HC Quashes Faceless Assessment Order for Completely Ignoring Taxpayer’s Reply.
Issue
Is a final assessment order passed under the faceless assessment scheme legally sustainable if the Assessing Officer completely fails to consider the taxpayer’s detailed reply to the show-cause notice, which was duly filed and available on record?
Facts
- The assessee’s income tax return for the Assessment Year 2023-24 was selected for scrutiny.
- After the initial exchange of notices and replies, the department issued a show-cause notice-cum-draft assessment order.
- In response, the assessee filed a comprehensive reply with supporting documents, addressing the points raised in the draft order.

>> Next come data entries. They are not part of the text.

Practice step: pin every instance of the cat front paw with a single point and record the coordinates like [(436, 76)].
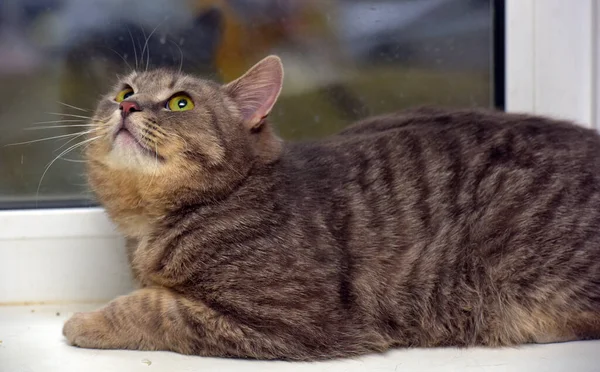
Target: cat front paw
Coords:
[(87, 330)]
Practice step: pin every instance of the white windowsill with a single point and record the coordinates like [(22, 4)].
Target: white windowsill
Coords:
[(32, 341)]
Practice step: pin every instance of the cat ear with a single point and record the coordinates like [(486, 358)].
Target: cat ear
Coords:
[(257, 90)]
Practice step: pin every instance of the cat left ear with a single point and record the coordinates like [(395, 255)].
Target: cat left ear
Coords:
[(257, 90)]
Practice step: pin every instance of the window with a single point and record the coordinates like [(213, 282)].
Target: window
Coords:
[(344, 59)]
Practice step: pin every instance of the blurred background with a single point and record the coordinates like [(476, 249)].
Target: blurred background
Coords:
[(344, 60)]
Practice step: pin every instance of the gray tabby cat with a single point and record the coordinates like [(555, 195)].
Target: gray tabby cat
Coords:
[(425, 228)]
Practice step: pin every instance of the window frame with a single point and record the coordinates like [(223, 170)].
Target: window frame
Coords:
[(540, 76)]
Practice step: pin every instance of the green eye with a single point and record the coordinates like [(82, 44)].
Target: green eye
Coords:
[(124, 94), (180, 102)]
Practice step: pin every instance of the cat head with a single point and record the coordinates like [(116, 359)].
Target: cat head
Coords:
[(161, 131)]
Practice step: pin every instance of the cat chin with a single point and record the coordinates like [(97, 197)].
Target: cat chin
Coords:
[(132, 158)]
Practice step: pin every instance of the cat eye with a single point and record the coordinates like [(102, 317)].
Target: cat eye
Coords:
[(180, 102), (124, 94)]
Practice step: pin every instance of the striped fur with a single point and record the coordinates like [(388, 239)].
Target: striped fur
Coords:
[(425, 228)]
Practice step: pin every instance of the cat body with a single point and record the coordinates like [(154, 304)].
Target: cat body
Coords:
[(425, 228)]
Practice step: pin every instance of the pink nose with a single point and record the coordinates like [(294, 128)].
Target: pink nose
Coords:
[(128, 107)]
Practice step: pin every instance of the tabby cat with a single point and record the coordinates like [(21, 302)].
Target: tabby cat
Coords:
[(425, 228)]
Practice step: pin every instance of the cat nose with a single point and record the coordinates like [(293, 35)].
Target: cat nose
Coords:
[(128, 107)]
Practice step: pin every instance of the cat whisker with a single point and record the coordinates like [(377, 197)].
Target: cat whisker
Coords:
[(70, 115), (73, 107), (73, 147), (73, 161), (60, 126), (134, 48), (61, 121), (69, 141), (50, 138)]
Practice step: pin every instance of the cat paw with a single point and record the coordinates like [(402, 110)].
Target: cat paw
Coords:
[(87, 330)]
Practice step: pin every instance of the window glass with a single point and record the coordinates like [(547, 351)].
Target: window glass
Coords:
[(344, 60)]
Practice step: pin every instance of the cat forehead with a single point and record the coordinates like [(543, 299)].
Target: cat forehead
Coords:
[(161, 82)]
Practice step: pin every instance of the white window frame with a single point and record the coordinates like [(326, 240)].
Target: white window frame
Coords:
[(552, 68)]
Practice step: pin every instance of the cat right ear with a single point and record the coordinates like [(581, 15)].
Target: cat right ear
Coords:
[(257, 90)]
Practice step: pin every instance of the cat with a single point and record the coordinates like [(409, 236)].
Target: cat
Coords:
[(430, 227)]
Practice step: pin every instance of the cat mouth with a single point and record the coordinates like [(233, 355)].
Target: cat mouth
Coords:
[(130, 139)]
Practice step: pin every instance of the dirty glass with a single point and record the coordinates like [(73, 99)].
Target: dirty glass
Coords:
[(344, 60)]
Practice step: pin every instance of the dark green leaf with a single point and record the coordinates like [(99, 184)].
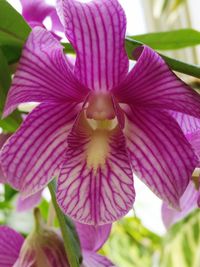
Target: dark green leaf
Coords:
[(177, 65), (9, 192), (70, 237), (13, 29), (170, 40), (11, 123), (12, 53)]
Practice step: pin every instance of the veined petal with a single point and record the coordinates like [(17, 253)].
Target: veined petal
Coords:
[(97, 31), (3, 138), (191, 128), (160, 154), (24, 204), (92, 237), (151, 84), (91, 259), (10, 245), (188, 202), (32, 156), (188, 124), (95, 185), (43, 73)]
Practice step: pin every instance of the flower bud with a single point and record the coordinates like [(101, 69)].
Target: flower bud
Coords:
[(42, 248)]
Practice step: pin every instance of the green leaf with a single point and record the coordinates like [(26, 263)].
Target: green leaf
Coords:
[(12, 122), (9, 192), (170, 40), (13, 28), (177, 65), (131, 244), (12, 53), (70, 237), (182, 242)]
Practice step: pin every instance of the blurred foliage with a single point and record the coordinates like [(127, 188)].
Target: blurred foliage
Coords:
[(167, 7), (182, 242), (132, 245)]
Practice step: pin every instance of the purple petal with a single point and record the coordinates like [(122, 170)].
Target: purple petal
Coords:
[(95, 185), (191, 128), (10, 245), (97, 31), (91, 259), (151, 84), (160, 154), (43, 74), (24, 204), (33, 155), (3, 138), (35, 10), (187, 123), (91, 237), (188, 202)]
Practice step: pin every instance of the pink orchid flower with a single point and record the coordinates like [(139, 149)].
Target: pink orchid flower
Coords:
[(190, 200), (45, 248), (97, 123), (36, 11)]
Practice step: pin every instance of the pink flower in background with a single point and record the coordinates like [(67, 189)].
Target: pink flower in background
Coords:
[(36, 11), (96, 123), (46, 248)]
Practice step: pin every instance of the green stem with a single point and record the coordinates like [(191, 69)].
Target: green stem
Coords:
[(51, 214), (70, 252)]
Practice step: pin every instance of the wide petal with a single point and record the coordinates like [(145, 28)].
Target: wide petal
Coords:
[(10, 245), (97, 31), (3, 138), (191, 128), (188, 124), (43, 74), (32, 156), (91, 259), (188, 202), (95, 185), (24, 204), (160, 154), (92, 237), (151, 84)]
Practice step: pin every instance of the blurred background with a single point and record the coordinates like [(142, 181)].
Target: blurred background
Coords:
[(140, 239)]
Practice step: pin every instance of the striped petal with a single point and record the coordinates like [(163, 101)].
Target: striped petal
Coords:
[(160, 154), (91, 259), (152, 84), (32, 156), (188, 124), (24, 204), (43, 73), (95, 185), (188, 202), (92, 237), (3, 138), (191, 128), (97, 31), (10, 245)]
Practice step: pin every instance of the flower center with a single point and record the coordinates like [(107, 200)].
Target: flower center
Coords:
[(100, 107)]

- The Assessing Officer (AO) proceeded to pass the final assessment order under Section 143(3) read with Section 144B.
- This final order was passed without any consideration or even mention of the detailed reply that the assessee had filed.
Decision
- The High Court quashed and set aside the final assessment order.
- It held that the order was passed in clear violation of the principles of natural justice, as the Assessing Officer had a duty to consider the reply submitted by the assessee.
- The matter was remanded back to the Assessing Officer with a specific direction to pass a fresh order after properly considering the assessee’s submissions that were already on record.
Key Takeaways
- Ignoring a Reply is a Fatal Flaw: The failure of an adjudicating authority to consider a taxpayer’s reply is not a mere procedural irregularity; it is a fundamental breach of natural justice that vitiates the entire order.
- Duty to Consider is Absolute: An Assessing Officer’s duty is not just to receive a reply but to actively apply their mind to the contentions and evidence submitted by the assessee before arriving at a final decision.
- Faceless Assessment is Not an Exception to Natural Justice: The principles of natural justice, particularly the right to be heard (audi alteram partem), are as applicable to the faceless assessment regime as they are to traditional assessments. The automated process does not give authorities a license to ignore a taxpayer’s defense.
- Remand for a Fair Hearing: In such cases, the typical remedy is not to decide the tax dispute on merits but to remand the case back to the authority to correct the procedural error and pass a fresh order after giving a fair hearing.
HIGH COURT OF GUJARAT
Vijay Thakkar
v.
National Faceless Assessment Centre
BHARGAV D. KARIA and Pranav Trivedi, JJ.
R/SPECIAL CIVIL APPL. NO. 4462 of 2025
SEPTEMBER  30, 2025
Ketan H Shah and Aman K Shah for the Petitioner. Ms Maithili D Mehta, Sr. Standing Counsel for the Respondent.
JUDGMENT
Pranav Trivedi, J.- Heard Mr.Ketan Shah, learned counsel for the petitioner and Ms.Maithili Mehta, learned Senior Standing Counsel for the respondent.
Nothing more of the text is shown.